Review: The Train (The Abbey Theatre)
Updated: Jun 10, 2022
For better or for worse, there is no better time for feminist theatre than now. Controversy can only work to the benefit of a piece of theatre promoting women’s rights in an age of Trump’s attack on planned parenting, the polarization of the internet community into feminists and anti-feminists, and, crucially, the call to “Repeal the Eighth” in Ireland, and thus legalize abortion. You can pretty much guess where I stand on all of those issues. I think that in dealing with them a production can show the complexity and difficulty to achieve equality, but nonetheless have an impact on a wide group of people and maybe, just maybe, cause change. So, in a world where a show about the Irish Women’s Liberation Movement of the 1970s could not be better suited for staging, how did we end up with a show like The Abbey Theatre’s “The Train”?
After all, a show about women traveling to Belfast and back carrying contraceptives condemned by both the court and the church is a story old enough to be interesting and recent enough to be original. Turn it into a catchy musical and you have yourself a formula for a top-notch show (and this from a person who avoids musicals like the plague). What’s more, director Lynne Parker and writer Arthur Riordan obviously have some creative ideas, for example, a plot line following average married couple Aoife (pronounced “eefa”) and Adam as they grow to accept and become part of the controversial movement. As you can imagine, this gives plenty of room for creationist imagery and social commentary. However, Parker has dealt with this whole production with an incredibly heavy hand, and the subtle possibilities of such imagery are squandered under a bright red apple emblazoned on Aoifa’s chest, nuns scowling overhead on scaffolding, and the biggest set of devil horns I have seen in my life.
That was not the only diversion of the production. Based on a collection of autobiographies, much of the show is just five women standing telling the audience how brave they are, each taking turns to say a line, and occasionally switching places, sitting down or changing outfits. Well, that’s what we were treated to when they weren’t singing.
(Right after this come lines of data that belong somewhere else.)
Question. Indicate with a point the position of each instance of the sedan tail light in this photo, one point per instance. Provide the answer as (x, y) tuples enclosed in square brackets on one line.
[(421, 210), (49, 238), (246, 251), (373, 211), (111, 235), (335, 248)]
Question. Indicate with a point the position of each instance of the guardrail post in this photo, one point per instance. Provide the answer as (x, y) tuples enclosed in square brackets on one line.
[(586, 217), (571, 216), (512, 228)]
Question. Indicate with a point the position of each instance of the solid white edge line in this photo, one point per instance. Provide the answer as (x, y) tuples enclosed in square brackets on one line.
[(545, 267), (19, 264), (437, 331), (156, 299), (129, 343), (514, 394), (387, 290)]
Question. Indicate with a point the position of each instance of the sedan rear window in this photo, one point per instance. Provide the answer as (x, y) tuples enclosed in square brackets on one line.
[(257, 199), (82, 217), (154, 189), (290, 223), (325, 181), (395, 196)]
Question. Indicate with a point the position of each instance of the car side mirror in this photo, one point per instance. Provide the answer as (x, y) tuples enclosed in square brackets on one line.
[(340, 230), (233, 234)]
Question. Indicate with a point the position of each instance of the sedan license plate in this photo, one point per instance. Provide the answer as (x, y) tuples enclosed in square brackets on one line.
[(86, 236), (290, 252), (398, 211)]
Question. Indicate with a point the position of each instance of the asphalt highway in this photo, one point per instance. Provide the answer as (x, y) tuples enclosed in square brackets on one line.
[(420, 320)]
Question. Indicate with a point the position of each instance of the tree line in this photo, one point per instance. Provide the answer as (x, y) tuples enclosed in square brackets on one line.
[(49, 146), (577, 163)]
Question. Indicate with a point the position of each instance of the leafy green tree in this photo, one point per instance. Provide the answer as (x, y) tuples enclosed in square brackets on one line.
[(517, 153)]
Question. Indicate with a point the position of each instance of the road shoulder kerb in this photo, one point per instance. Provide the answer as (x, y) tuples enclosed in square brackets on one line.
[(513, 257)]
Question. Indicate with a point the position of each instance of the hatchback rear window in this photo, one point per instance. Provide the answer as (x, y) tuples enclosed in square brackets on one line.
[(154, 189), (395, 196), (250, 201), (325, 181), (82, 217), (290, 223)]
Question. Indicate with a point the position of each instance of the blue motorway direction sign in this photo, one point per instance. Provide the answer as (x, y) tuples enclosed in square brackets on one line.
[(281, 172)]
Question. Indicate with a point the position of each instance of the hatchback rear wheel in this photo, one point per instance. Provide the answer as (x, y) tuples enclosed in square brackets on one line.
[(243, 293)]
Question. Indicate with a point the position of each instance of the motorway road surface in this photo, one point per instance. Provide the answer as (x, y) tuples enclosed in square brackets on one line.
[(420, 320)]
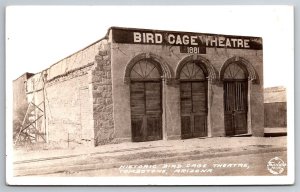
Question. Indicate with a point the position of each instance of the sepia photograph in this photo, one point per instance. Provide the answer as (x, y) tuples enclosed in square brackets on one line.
[(149, 95)]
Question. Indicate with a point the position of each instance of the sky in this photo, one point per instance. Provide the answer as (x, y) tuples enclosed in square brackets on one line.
[(37, 37)]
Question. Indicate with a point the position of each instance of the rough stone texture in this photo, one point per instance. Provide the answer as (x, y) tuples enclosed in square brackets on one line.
[(69, 109), (102, 96), (19, 92), (122, 54), (87, 100), (68, 98)]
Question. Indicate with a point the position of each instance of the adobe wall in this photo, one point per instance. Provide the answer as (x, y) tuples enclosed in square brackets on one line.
[(123, 53), (19, 93), (77, 97)]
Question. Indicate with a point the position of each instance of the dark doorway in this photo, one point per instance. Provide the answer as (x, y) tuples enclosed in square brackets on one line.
[(235, 100), (146, 102), (193, 99)]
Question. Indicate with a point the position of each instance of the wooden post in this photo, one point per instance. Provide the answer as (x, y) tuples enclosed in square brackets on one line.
[(44, 105)]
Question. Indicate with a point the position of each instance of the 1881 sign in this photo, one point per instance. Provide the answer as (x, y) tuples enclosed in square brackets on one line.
[(189, 42)]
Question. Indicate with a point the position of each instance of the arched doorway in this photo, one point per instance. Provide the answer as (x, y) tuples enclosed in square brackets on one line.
[(235, 79), (146, 101), (193, 99)]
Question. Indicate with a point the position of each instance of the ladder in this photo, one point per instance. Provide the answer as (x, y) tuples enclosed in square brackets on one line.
[(29, 132)]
The structure of the show is actually pretty easy to replicate; seventies, late-Fleetwood-Mac-esque song, followed by inspiring filler, followed by a song, followed by inspiring filler, ad infinitum. Even I know that when a song is coming, the audience should feel it, and should blend with the story as far as possible. On this train though, every song is simultaneously bland, repeated and sticks out like a sore thumb against its narrative context.
That is not to say that the singing itself was not well done. The performances served their purpose and did their best with the material they were presented, and it looked like it was more fun to make than to watch. Lisa Lambe’s voice stood out, never missing a note and singing the bland melodies with an enjoyable softness. I fear, however, that that is where my praise ends. Her singing could not make up for the multitude of sins, one of which being the imagery that, from my knowledge, has received near endless praise by more forgiving critics.
The men were usually placed on ladders or high on scaffolding amid the occasional nun, just in case we’d forgotten who the bad guys were. The design was not even a train station, but rather a collection of scaffolding, industrial ladders (ever the fashion), and rather strangely a swing. This contrasted with the bright outfits of the women, and every so often a stage manager would come on stage to switch it up a bit. If it’s alright with you, I’ll put on my nerd hat for a moment; the production was quite clearly Brechtian, here meaning that it tried to make the idea of feminism and oppression strange and unfamiliar so as to give the audience a new perspective on it. It’s a good enough idea, such techniques have been used for years to portray political messages. What they forget is just because you use them, and show that you use them, does not mean they have the desired effect. It ends up being a confusing mess narratively and visually because of it.
That disappointed me but did not anger me. What angered me, increasingly the more minutes passed after I left the building, was the message. The actresses were all white, well-dressed, model-material women; each a seventies vision of the ideal woman, bar the revolutionary goals. You just need to look at the poster below to get an idea of what I’m talking about. It looks like these ladies are going shopping, instead of striving for change. The hypocrisy of using a representation that only adds to the problem of masculine expectations is helped along by their representation of men, adding the low feminine expectation of men. It almost felt embarrassing that a show promoting feminist ideals could spew male stereotypes so easily. Take Kate Gilmore’s song about using her sex appeal to gain power, intended to show that some of the ideas of gaining power from the seventies only added to the problem. What it instead does is describe how men could not control themselves around Gilmore’s generously sized chest, building on the stereotype men being little more than mindless sex fiends with power hidden in their back pocket.
That was the main problem of the production; its oversimplification of a massively difficult situation. It made the fight for women to have control over their bodies appear like the kind of debates that we have in our showers; ones where they are easy to win, make you look virtuous and your opposition look like an ass. I would go so far as to call it a sexist production for this extent, and after an evening of relentless and childish pro-women anti-men nonsense I must echo the words of the production’s priest; “I’m exhausted”. One star.